The film pictures are more stunningly beautiful than meaningful ; left to their own wits, they are unable to tell a story. However compelling, they remain mostly static and repetitive, symbolic rather than narrative, as when a maverick penguin is shot, dwarfed in the desolate white landscape.

They would make -and certainly did- for a beautiful pictorial book, but even editing adds them little narrative value : in the following shot, the maverick penguin is nowhere in sight, it has disappeared, drowned and digested by the ice field ; its fate is clear, but its story remains untold.
If the film were silent, each viewer would be inspired to invent his own stories or content himself with the pleasure of just watching.

« La marche de l’empereur » does not take the risk of such individual freedom. Voice over, music and lyrics join their forces and persuasion -if not coercion- power to tell us what to see on screen : penguin boy meets penguin girl, they have penguin kid.

The film is an outstanding, state of the art technical achievement that plays second string to storytelling of the lowest order.

« La marche de l’empereur » illustrates how much, in « documentary » films too, narrative skills today lag far behind technological prowess : as, in live action movies, breathtaking special effects are wasted to no end by laughable plots, footage which would have proved impossible to shoot a few years ago is misused to replay the most hackneyed story-line in the history of cinema and possibly mankind.

This is a full reversal from the first silent films, and later talkies, when technical limitations hindered narration. As if the history of cinema were technique playing catch up with storytelling, then overtaking it, and cinema were truly the art of the industrial age : technology provides all the innovations, while narration stays stuck in old grooves.

(Large format films remain the exception, as cumbersome, high-cost equipment and resulting shooting budgets still constrain their plots and scope.)

But who could blame the film producers -they would not give a damn, and rightly so- for choosing the most mainstream and profitable story among all those that could have been told ?

« La marche de l’empereur » French voice over alternatively shoots for epic grandeur -the awesome struggle for life of the penguin people- and intimacy -penguin family life-, and always for lofty poetry -Antartica sightseeing beauties-.

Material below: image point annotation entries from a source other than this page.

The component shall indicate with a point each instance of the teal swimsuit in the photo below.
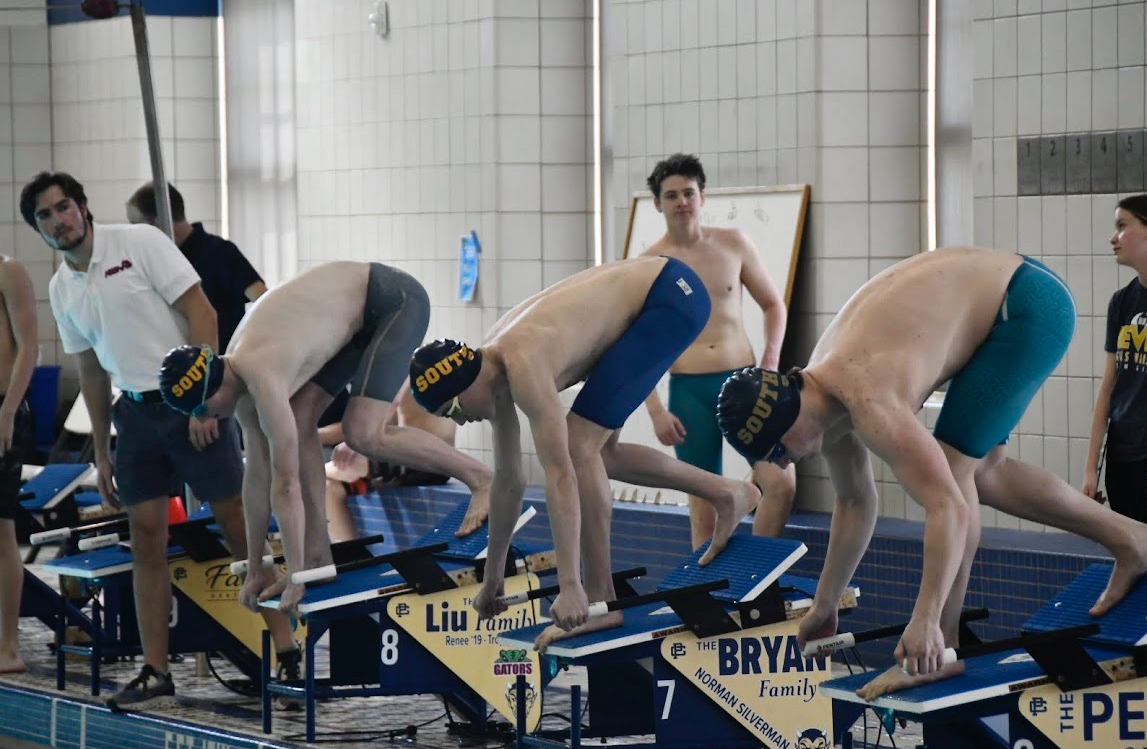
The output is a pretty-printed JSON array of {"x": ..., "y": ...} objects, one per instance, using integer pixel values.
[{"x": 988, "y": 397}]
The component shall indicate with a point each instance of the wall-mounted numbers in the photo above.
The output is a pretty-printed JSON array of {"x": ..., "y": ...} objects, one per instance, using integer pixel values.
[
  {"x": 1078, "y": 157},
  {"x": 1028, "y": 165},
  {"x": 1103, "y": 163},
  {"x": 1129, "y": 147},
  {"x": 1053, "y": 174}
]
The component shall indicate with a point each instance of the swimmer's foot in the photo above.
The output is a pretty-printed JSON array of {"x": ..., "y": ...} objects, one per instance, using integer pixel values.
[
  {"x": 731, "y": 509},
  {"x": 1129, "y": 567},
  {"x": 553, "y": 632},
  {"x": 895, "y": 679}
]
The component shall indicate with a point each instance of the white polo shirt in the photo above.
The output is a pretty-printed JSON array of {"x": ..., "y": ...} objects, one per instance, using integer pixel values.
[{"x": 121, "y": 306}]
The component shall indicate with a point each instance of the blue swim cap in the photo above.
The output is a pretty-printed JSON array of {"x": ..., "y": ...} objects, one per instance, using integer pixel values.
[
  {"x": 188, "y": 376},
  {"x": 755, "y": 408},
  {"x": 441, "y": 371}
]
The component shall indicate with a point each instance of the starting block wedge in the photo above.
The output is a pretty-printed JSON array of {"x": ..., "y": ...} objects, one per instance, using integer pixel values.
[
  {"x": 1059, "y": 685},
  {"x": 404, "y": 623},
  {"x": 733, "y": 687}
]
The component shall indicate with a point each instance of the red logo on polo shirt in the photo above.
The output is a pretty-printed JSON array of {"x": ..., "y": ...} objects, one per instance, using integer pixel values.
[{"x": 117, "y": 268}]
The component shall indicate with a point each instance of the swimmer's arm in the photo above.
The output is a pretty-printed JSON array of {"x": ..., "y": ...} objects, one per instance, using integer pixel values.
[
  {"x": 202, "y": 326},
  {"x": 917, "y": 459},
  {"x": 256, "y": 483},
  {"x": 508, "y": 485},
  {"x": 1100, "y": 415},
  {"x": 853, "y": 517},
  {"x": 539, "y": 400},
  {"x": 761, "y": 287},
  {"x": 277, "y": 422}
]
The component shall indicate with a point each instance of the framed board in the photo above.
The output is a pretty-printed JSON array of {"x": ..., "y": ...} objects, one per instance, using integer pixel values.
[{"x": 773, "y": 218}]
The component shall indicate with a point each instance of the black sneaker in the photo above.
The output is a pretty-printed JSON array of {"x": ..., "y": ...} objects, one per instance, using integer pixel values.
[
  {"x": 290, "y": 669},
  {"x": 149, "y": 689}
]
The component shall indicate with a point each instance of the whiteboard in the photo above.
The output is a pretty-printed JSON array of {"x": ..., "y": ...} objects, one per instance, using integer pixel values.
[{"x": 773, "y": 218}]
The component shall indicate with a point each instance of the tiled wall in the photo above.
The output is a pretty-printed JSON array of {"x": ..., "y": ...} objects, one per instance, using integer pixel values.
[
  {"x": 766, "y": 92},
  {"x": 25, "y": 138},
  {"x": 1052, "y": 68},
  {"x": 467, "y": 116},
  {"x": 96, "y": 130}
]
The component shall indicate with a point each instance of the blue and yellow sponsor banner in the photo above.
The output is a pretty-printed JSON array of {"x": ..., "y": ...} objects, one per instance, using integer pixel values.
[
  {"x": 213, "y": 587},
  {"x": 759, "y": 678},
  {"x": 1114, "y": 715},
  {"x": 446, "y": 624}
]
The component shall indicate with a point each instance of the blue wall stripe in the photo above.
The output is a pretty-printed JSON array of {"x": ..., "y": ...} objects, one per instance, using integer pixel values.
[{"x": 68, "y": 12}]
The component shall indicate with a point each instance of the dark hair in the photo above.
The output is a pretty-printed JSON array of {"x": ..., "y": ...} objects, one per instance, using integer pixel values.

It ordinarily achieves second rate emotion and a scientific content close to nil.

As Mrs. Penguin, Romane Bohringer’s slightly plaintive tone follows the stream of the text pathos.

As Mr. Penguin and the main narrator, Charles Berling reins in his lines soapiness. His voice gives them a musical ring and plays them like a melody in free verse. His soft, gentle tone has a true storyteller’s quality and his words sound like a beautiful bed time story or a legendary tale disclosed around a camp fire -and sticks of grilled marshmallow- on a starry summer night.

Listening to him, the Antartica landscape and its ice walls sometimes look like not so distant cousins of Monument Valley cliffs.

His powers are nevertheless not limitless : when male and female penguins perform their awkward mating ritual and he tells us they are dancing, we remain sceptical ; if this is dancing, I am Fred Astaire.

When baby penguin is born and child actor Jules Sitruk -of Richard Berry’s « Moi, César 10 ans ½, 1m39 » fame and already, at 1m39, penguin good size- shares his character’s vision of the world, thoughts, fears and hopes with us, silliness takes over.

However, if film sounds as bad as it looks great, music is the number one culprit : a new age, pseudo symphonic mishmash, with English lyrics sung in a peevish voice, which would convince us it is spirituality-filled.

Constantly invading and redundant, struggling to force emotions on to the audience, it successfully caricatures film music at its worst.

The movie could nevertheless not do without it : several songs play like video clips within the film and extend its paper-thin story line to feature film length : « La marche de l’empereur » is officially 85 minute long, closer to 75 without titles and credits.